1. Design and development (20 percent): this makes sense to me. Social media application design and development can require special knowledge and skills (especially when it comes to the APIs), and it can be expensive to keep or cultivate them in house. Also, app designers and developers will have insights from across multiple clients, which can be useful to the marketing departments that engage them. I wouldn’t be surprised to see this number increase, especially through the use of packaged social media tools like those from Buddy Media, Wildfire and Strutta.
2. Analytics (11 percent): if you’re looking for advanced metrics – something more than click-throughs and likes – you’re probably going to turn to an external analytics platform (for this, I’m a big fan of Hubspot).
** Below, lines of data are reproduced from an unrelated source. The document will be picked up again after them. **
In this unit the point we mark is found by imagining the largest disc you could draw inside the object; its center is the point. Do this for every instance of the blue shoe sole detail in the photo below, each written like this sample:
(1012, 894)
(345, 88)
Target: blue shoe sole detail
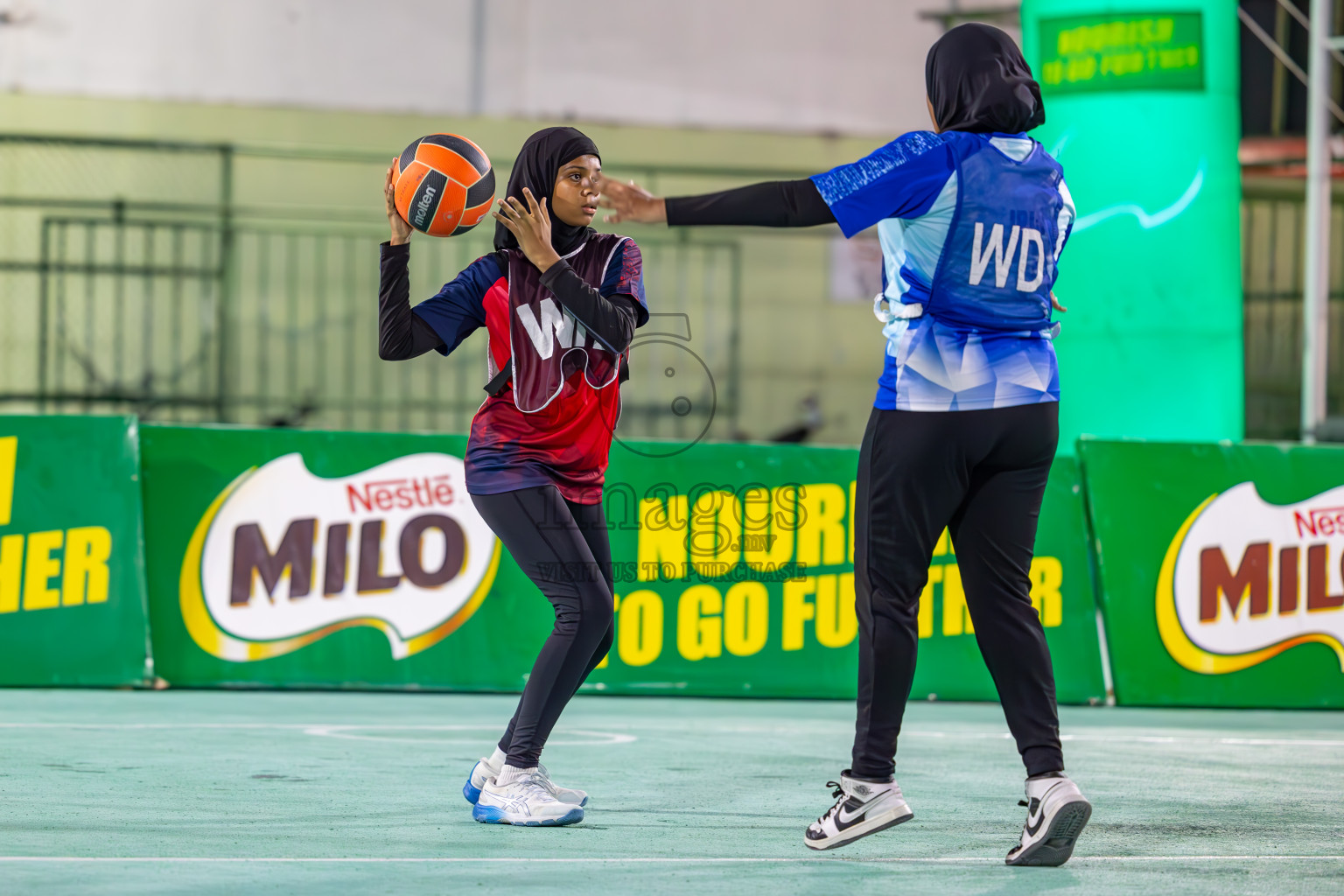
(469, 793)
(492, 816)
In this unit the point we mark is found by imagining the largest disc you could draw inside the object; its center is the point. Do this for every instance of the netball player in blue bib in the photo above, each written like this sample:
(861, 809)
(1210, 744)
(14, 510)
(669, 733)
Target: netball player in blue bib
(972, 218)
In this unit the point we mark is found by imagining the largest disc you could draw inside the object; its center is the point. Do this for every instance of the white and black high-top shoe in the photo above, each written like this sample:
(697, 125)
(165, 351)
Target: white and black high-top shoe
(862, 808)
(1057, 813)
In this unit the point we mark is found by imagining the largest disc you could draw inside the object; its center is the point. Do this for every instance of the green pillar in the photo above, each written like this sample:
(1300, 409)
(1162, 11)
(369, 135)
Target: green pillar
(1143, 112)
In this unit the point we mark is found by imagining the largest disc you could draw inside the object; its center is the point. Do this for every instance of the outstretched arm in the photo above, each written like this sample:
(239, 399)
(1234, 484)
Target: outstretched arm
(776, 203)
(401, 335)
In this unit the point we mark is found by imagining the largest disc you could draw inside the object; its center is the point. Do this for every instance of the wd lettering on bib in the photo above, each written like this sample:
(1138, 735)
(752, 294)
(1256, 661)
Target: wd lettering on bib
(1020, 240)
(538, 326)
(998, 265)
(547, 324)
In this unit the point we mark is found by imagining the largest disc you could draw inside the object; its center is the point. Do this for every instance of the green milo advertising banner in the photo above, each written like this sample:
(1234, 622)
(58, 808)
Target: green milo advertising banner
(72, 570)
(324, 559)
(1222, 571)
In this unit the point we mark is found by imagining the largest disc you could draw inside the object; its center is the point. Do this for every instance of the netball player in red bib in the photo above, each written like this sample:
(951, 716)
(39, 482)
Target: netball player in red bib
(561, 304)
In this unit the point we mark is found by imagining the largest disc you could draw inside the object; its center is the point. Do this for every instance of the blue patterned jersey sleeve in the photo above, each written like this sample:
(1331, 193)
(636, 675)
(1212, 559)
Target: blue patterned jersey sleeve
(898, 180)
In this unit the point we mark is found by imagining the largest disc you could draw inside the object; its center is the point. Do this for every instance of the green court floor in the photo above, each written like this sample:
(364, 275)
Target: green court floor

This doesn’t necessarily mean you’re outsourcing the interpretation, just using third-party tools to gather them and provide a reporting and analysis framework. I’ve gone with both the in-house and third-party approaches, and I much prefer the latter, especially if you’re looking to truly measure the impact of social media marketing on your pipeline.
3. Content creation (10 percent): I have mixed feelings about outsourcing content development. For video, it’s generally a no-brainer (and to a lesser extent, this is true for audio). Yet, for thought leadership content and written material, I’m less enthusiastic about it. There are cases where outsourcing content development is prudent. Examples include: using a former employee who knows your business and the people inside it, engaging someone who is known to be knowledgeable about your industry (but not necessarily a former employee), finding a fantastic content developer who can bring additional value through a responsive personal social network or solid SEO skills and when you just don’t have the capabilities in house to do it yourself (and can’t or won’t invest in them). I know I’ve gone on a bit long here (I’m a content marketer at heart), but outsourcing content creation can be tricky. If you plan to do it, contact me, and I’ll help you out (tjohansmeyer [at] gmail.com).
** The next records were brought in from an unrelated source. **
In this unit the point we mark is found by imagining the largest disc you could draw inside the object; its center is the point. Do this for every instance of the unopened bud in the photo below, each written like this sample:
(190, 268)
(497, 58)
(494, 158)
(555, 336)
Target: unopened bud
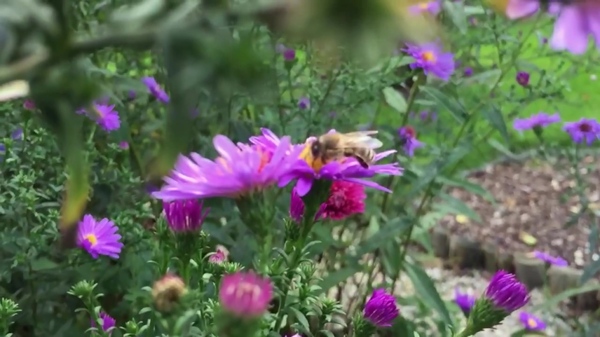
(167, 292)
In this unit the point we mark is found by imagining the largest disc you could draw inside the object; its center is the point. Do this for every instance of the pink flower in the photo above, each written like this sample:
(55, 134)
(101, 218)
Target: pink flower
(245, 294)
(345, 199)
(575, 23)
(219, 256)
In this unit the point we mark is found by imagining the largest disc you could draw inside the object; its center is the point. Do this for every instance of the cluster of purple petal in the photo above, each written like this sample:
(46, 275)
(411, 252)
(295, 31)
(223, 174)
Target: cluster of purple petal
(241, 169)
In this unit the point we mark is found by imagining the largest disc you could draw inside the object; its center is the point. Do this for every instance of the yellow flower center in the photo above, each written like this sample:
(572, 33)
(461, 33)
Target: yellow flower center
(428, 56)
(92, 239)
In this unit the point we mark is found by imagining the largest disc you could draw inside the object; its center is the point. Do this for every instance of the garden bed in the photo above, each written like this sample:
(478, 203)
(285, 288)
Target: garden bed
(533, 202)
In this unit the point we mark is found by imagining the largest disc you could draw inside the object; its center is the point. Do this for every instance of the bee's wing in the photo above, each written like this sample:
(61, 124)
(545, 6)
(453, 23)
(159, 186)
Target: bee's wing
(361, 139)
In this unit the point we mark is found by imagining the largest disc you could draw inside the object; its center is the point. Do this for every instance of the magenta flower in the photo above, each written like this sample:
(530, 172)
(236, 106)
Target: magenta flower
(185, 215)
(381, 309)
(553, 260)
(99, 237)
(296, 206)
(506, 292)
(585, 129)
(245, 294)
(538, 120)
(408, 139)
(219, 256)
(433, 7)
(107, 323)
(304, 103)
(345, 199)
(517, 9)
(432, 59)
(239, 170)
(575, 23)
(531, 322)
(348, 170)
(465, 301)
(155, 89)
(523, 78)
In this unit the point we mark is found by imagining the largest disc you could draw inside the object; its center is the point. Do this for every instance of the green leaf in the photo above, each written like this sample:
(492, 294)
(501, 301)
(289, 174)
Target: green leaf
(443, 101)
(457, 15)
(394, 99)
(427, 292)
(496, 120)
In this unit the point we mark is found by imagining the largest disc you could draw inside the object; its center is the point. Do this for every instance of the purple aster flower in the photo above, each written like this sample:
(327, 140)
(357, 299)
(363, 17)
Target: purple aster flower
(304, 103)
(465, 301)
(553, 260)
(574, 24)
(433, 7)
(17, 134)
(346, 170)
(408, 138)
(107, 323)
(539, 120)
(506, 292)
(585, 129)
(432, 59)
(155, 89)
(531, 322)
(239, 170)
(99, 237)
(381, 309)
(523, 78)
(185, 215)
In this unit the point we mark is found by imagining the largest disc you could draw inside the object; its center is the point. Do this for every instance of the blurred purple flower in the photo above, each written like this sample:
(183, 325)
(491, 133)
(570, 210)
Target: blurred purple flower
(155, 89)
(556, 261)
(239, 169)
(381, 309)
(245, 294)
(304, 103)
(99, 237)
(465, 301)
(408, 139)
(308, 168)
(433, 7)
(506, 292)
(523, 78)
(531, 322)
(432, 59)
(538, 120)
(185, 216)
(586, 129)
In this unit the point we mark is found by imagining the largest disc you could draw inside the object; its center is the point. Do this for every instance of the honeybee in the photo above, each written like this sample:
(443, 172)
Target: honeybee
(335, 146)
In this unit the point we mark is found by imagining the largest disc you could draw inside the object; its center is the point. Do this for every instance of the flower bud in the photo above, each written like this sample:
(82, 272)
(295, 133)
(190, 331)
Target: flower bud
(167, 292)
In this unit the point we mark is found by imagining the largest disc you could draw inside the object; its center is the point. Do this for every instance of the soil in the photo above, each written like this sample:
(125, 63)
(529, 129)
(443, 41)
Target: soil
(535, 201)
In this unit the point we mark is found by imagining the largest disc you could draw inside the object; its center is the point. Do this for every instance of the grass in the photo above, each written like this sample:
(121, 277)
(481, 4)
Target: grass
(580, 101)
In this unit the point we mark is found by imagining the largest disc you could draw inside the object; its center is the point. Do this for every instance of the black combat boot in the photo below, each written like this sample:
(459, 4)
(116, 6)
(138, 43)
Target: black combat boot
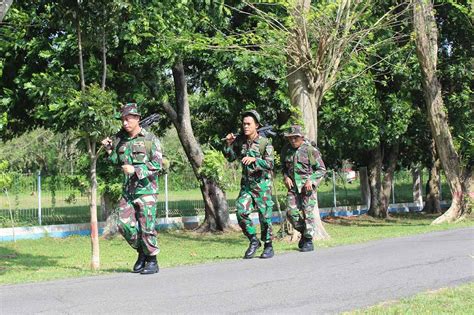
(267, 251)
(307, 245)
(140, 263)
(253, 246)
(151, 266)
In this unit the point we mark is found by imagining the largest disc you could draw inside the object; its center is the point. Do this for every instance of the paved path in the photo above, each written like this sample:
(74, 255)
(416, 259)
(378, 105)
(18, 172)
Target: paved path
(326, 281)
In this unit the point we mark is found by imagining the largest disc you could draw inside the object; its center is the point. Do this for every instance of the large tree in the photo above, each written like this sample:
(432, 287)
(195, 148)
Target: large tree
(427, 51)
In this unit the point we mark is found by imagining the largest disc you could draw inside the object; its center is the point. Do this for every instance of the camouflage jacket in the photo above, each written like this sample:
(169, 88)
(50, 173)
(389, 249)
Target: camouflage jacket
(144, 153)
(299, 166)
(255, 172)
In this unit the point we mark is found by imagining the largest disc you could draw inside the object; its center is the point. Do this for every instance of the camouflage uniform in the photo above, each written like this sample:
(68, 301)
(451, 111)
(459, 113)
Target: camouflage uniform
(255, 185)
(137, 206)
(299, 167)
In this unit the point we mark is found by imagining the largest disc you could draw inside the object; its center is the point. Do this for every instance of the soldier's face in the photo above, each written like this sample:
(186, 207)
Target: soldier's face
(295, 141)
(130, 123)
(249, 126)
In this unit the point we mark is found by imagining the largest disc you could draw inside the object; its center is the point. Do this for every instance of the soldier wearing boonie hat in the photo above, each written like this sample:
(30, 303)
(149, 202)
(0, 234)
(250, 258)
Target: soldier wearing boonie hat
(303, 170)
(139, 154)
(256, 155)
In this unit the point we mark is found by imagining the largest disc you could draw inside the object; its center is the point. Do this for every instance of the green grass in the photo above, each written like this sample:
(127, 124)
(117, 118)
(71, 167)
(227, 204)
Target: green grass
(458, 300)
(51, 258)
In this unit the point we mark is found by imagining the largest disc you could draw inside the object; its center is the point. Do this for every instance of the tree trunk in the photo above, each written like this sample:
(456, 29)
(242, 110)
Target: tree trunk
(427, 49)
(104, 60)
(79, 45)
(416, 187)
(302, 92)
(432, 203)
(304, 99)
(375, 182)
(387, 180)
(215, 201)
(95, 259)
(364, 186)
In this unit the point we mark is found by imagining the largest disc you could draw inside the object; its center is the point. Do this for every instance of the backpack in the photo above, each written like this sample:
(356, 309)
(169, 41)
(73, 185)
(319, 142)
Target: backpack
(311, 158)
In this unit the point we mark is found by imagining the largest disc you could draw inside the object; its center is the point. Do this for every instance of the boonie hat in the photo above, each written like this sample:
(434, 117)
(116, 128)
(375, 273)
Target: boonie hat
(129, 109)
(294, 130)
(252, 113)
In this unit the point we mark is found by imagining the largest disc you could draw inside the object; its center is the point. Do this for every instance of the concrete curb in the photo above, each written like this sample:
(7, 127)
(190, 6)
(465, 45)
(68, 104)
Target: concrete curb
(190, 222)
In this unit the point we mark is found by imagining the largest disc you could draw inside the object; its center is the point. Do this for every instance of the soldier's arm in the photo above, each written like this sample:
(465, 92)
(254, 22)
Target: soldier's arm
(154, 164)
(266, 161)
(284, 168)
(319, 169)
(229, 152)
(113, 156)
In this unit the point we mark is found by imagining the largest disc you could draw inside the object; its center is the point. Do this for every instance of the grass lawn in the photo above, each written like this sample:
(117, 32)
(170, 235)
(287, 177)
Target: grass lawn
(458, 300)
(52, 258)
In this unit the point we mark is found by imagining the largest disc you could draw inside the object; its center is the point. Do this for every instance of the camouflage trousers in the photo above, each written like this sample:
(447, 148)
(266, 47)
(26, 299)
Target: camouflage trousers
(300, 211)
(259, 197)
(137, 218)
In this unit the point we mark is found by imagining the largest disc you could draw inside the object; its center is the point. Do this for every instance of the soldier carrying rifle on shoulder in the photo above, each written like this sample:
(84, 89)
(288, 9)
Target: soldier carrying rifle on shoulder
(139, 154)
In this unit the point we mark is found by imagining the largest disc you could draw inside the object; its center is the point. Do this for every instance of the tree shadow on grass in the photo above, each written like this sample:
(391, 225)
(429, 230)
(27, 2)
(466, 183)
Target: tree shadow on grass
(12, 259)
(398, 219)
(205, 238)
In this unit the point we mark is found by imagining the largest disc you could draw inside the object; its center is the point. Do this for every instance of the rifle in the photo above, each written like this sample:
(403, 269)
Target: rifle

4. Monitoring (7 percent): this can be easy to outsource, and it alleviates the need to commit people and invest in third-party social media tools. It’s a lot of work for what doesn’t always appear to be a direct return. The big problem is that much of the information you’ll get through social media monitoring will either be (a) a solid lead opportunity that requires either cultivation or selling or (b) “soft” information that could benefit messaging, product development or other internal operations. In both cases, it helps to be close to your organization, and there is understanding and access to people in your company that comes more easily from being in the marketing department. Knowing what matters most and who to contact with it is harder when you don’t sit inside a company’s walls.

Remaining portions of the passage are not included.